R round to nearest .5 or .1
Probably,
round(a/b)*b
will do the work.
> a <- seq(.1,1,.13)
> b <- c(.1,.1,.1,.2,.3,.3,.7)
> data.frame(a, b, out = round(a/b)*b)
a b out
1 0.10 0.1 0.1
2 0.23 0.1 0.2
3 0.36 0.1 0.4
4 0.49 0.2 0.4
5 0.62 0.3 0.6
6 0.75 0.3 0.6
7 0.88 0.7 0.7
I'm not familiar with R the language, but my method should work with any language with a ceiling function.

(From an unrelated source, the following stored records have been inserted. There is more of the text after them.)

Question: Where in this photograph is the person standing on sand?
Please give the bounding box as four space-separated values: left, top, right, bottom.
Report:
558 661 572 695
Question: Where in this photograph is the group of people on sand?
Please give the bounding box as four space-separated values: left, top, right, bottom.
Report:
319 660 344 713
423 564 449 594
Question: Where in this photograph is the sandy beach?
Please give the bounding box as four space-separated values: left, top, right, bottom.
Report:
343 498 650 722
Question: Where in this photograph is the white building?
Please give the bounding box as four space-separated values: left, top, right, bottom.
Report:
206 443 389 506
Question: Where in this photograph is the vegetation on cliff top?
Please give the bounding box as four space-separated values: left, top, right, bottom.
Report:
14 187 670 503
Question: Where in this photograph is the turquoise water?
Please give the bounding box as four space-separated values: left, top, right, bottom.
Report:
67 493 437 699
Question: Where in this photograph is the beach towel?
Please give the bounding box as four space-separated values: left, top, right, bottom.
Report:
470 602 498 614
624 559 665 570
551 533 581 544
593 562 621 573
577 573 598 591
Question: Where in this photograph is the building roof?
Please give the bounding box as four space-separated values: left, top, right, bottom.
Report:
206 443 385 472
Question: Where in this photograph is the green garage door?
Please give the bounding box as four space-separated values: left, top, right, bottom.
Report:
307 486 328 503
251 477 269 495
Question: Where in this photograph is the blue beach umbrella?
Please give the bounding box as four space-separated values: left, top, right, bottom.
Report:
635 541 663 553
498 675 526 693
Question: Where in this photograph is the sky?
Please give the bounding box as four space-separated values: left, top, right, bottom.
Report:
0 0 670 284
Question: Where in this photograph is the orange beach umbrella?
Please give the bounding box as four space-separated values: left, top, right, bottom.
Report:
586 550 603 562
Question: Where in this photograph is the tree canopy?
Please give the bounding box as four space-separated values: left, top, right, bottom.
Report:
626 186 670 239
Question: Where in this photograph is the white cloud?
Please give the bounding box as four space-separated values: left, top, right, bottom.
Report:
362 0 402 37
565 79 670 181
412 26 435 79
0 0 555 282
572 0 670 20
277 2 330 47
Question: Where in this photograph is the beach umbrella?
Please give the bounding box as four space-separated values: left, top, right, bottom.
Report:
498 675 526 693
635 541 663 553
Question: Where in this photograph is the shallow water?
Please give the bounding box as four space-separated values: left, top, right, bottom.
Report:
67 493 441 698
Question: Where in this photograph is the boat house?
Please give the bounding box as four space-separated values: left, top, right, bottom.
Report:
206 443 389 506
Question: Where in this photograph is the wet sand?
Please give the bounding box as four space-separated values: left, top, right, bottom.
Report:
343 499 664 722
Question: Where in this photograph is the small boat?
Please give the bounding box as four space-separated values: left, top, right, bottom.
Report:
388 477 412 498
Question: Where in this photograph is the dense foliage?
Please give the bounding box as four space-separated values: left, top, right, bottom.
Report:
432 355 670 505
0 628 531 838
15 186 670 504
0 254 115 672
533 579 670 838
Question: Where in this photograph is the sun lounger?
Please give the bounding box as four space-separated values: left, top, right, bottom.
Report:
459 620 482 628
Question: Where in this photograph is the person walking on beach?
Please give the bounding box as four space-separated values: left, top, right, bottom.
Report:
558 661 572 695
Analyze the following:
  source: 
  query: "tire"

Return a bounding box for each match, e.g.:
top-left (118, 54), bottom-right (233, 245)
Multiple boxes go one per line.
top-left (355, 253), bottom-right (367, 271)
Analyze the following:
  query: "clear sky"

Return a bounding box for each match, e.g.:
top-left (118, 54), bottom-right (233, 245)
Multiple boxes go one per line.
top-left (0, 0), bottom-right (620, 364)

I assume it's rounded UP to nearest 0.5:
a = ceiling(a*2) / 2
if a = 0.4, a = ceiling(0.4*2)/2 = ceiling(0.8)/2 = 1/2 = 0.5
if a = 0.9, a = ceiling(0.9*2)/2 = ceiling(1.8)/2 = 2/2 = 1
Like what JoshO'Brien said in the comments: round_any
in the package plyr
works very well!
> library(plyr)
> stocks <- c(123.45, 155.03, 138.24, 129.94)
> round_any(stocks,0.1)
[1] 123.4 155.0 138.2 129.9
>
> round_any(stocks,0.5)
[1] 123.5 155.0 138.0 130.0
>
> round_any(stocks,0.1,f = ceiling)
[1] 123.5 155.1 138.3 130.0
>
> round_any(stocks,0.5,f = floor)
[1] 123.0 155.0 138.0 129.5
Read more here: https://www.rdocumentation.org/packages/plyr/versions/1.8.4/topics/round_any
The taRifx package has just such a function:
> library(taRifx)
> roundnear( seq(.1,1,.13), c(.1,.1,.1,.2,.3,.3,.7) )
[1] 0.1 0.2 0.3 0.4 0.6 0.6 0.7
In your case, just feed it the stock price and the minimum tick increment as its first and second arguments, and it should work its magic.
N.B. This has now been deprecated. See comment.